Si je prends un sujet d’actualité récent, à savoir « le croche-pied d’un policier à un migrant place de la République à Paris », je suis d’accord que le policier a eu un geste malheureux. Mais il faut bien comprendre que les policiers sont sur tous les fronts, et de plus en plus. Je pense aux gilets jaunes, le terrorisme, la Covid-19, les migrants… Les CRS et FDO ne sont pas des robots ! Simplement des humains comme vous et moi. Ce qui me choque aussi, c’est d’entendre des journalistes donner des informations sur la famille de ce policier ! Ces informations ne regardent pas les citoyens d’autant que certains ne se gênent pas après pour s’attaquer aux policiers et leurs familles. Je me souviens que déjà à l’époque, dans les années 80′, mes enfants ne voulaient pas qu’à l’école on sache que leur papa était policier, et encore moins CRS de crainte d’être repoussés.
Je pense que des journalistes feraient mieux de réfléchir avant de parler.
En matière d’exposition, les réseaux sociaux font du tord aussi. Je prends l’exemple d’un autre sujet d’actualité, celui des « vidéos ». A mon sens, les policiers filmés sont trop exposés d’autant plus que les vidéos sont de plus en plus transformées.
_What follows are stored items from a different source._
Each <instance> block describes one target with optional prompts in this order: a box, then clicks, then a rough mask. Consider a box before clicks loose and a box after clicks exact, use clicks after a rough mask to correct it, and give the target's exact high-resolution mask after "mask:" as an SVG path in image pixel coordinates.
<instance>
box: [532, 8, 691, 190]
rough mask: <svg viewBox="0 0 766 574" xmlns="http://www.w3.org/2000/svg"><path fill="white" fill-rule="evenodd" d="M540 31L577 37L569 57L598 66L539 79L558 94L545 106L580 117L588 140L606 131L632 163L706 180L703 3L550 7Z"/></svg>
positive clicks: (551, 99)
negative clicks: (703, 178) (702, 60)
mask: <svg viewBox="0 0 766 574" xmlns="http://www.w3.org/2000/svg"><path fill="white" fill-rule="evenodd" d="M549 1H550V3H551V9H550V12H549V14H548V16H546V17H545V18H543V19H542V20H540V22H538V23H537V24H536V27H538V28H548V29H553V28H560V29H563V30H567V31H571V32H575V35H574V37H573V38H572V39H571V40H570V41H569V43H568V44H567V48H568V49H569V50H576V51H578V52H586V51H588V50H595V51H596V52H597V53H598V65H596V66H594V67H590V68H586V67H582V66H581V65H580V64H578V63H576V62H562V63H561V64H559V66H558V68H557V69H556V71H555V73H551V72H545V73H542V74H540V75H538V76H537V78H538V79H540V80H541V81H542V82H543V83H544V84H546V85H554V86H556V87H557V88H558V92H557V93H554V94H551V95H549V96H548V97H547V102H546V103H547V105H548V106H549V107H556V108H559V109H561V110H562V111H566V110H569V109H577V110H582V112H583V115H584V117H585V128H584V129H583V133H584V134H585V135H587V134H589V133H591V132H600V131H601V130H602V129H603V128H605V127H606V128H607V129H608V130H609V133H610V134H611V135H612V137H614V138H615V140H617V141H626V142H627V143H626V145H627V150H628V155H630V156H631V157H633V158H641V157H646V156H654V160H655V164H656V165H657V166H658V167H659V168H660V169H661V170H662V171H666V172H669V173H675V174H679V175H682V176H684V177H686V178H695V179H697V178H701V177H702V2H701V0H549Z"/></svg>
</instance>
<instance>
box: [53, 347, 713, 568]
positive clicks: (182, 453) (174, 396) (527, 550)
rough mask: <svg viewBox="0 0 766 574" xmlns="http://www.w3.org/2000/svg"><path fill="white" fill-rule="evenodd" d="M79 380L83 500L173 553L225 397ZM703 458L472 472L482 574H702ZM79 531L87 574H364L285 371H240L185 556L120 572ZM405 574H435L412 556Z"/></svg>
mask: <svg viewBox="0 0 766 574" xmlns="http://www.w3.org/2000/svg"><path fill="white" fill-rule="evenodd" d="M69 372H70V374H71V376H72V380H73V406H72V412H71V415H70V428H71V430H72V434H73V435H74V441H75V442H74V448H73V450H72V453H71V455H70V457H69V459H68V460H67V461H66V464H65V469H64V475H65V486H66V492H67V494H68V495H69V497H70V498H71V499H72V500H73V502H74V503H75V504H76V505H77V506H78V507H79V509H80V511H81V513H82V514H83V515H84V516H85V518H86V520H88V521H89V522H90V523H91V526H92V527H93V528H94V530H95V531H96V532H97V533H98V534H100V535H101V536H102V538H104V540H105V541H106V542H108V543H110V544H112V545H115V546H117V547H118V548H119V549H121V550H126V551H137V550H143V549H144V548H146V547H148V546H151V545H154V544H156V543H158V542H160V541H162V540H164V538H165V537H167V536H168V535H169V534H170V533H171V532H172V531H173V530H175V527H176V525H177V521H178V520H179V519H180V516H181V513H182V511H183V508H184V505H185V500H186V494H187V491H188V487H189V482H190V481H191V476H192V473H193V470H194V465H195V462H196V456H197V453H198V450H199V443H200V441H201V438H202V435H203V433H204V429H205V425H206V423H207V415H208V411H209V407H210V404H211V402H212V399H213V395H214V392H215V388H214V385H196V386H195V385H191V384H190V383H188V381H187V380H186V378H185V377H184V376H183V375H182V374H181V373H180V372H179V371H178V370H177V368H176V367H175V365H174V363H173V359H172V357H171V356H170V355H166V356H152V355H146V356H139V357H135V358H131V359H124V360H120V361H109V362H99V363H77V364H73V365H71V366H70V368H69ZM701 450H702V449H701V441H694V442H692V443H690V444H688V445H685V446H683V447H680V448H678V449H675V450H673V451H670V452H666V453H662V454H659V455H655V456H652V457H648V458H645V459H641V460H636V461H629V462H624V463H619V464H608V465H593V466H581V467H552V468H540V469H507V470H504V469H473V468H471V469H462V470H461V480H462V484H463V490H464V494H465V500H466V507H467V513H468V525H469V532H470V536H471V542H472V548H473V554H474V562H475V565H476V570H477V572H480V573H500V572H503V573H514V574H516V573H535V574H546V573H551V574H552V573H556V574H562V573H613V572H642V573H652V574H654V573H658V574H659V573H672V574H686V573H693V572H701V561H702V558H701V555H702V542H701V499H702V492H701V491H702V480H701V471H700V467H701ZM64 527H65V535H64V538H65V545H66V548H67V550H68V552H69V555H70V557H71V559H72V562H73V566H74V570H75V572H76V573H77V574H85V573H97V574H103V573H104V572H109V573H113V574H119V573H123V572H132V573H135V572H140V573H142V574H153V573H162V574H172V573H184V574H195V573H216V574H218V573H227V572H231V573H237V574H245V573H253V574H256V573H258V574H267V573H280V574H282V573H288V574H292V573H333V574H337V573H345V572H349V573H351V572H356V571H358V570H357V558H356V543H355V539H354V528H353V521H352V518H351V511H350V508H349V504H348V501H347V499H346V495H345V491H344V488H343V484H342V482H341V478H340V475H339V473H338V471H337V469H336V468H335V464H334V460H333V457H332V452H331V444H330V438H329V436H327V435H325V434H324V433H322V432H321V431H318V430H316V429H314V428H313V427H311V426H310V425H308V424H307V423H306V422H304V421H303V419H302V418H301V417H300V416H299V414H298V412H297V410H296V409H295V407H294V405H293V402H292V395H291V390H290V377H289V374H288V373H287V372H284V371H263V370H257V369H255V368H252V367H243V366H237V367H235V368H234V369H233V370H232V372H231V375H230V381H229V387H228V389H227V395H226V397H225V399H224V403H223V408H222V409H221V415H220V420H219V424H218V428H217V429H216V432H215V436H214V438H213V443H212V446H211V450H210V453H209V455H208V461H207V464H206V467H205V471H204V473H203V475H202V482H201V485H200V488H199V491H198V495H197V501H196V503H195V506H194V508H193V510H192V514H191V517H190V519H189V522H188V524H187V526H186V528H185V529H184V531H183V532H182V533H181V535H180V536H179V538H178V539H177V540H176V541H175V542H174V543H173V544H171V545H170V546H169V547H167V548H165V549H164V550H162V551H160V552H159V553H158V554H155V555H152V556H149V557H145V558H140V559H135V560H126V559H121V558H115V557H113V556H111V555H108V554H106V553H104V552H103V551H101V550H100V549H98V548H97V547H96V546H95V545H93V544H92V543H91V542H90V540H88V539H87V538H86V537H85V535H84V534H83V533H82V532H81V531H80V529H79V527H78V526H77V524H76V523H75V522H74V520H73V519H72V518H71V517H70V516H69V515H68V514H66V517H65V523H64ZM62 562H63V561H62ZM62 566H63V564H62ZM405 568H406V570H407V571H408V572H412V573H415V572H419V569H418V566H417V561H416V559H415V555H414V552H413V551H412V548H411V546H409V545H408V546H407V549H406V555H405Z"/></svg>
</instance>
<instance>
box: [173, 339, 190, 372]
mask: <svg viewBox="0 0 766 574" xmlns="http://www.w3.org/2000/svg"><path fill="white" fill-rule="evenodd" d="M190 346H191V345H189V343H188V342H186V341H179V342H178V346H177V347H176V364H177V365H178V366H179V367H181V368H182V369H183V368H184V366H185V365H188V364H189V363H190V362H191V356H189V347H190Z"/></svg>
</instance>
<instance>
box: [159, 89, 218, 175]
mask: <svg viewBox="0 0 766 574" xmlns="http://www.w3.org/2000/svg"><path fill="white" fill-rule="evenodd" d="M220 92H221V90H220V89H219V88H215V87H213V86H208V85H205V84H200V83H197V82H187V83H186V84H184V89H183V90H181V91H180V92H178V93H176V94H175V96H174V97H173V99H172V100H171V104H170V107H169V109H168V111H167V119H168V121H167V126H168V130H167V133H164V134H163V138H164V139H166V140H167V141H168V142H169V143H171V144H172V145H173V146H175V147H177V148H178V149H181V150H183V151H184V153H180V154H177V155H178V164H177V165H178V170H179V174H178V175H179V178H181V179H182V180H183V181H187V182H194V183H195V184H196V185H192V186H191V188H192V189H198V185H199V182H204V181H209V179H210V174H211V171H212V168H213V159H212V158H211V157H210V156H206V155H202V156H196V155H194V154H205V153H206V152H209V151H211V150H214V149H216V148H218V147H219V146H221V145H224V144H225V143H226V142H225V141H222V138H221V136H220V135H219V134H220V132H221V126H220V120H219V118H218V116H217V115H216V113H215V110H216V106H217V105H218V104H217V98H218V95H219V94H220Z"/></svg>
Les fake news se multiplient.. alors finalement où est la vérité ? Tout cela me révolte.
- Je souhaite faire passer des messages aux ministères
Depuis 1976, date à laquelle mon mari à intégrer la CRS N°37, la charge de travail des CRS, celles et ceux qui sont sur le terrain au quotidien, n’a fait que s’accroître. Actuellement de manière exponentielle.
Je constate aussi que l’irrespect du citoyen à l’égard du CRS et des FDO est devenu intolérable.
Les CRS et les FDO se sentent de moins en moins en sécurité, tout comme leurs familles.
Il est donc urgent de tous les protéger.
Quelle est votre vie aujourd’hui, trois années après le départ de Jean-Claude ?
Je n’ai pas à me plaindre de ma situation.
Il me manque chaque jour. C’est comme cela, la maladie l’a emporté.
Même si avoir été l’épouse d’un policier n’a pas été toujours chose facile, cela a été un honneur.
Je suis de tout coeur avec les CRS et leurs épouses, car la vie est devenue bien difficile pour eux.
Ce qui est sûr, c’est que je soutiens la police.
Merci Dominique pour votre touchant témoignage recueilli le 26 novembre 2020.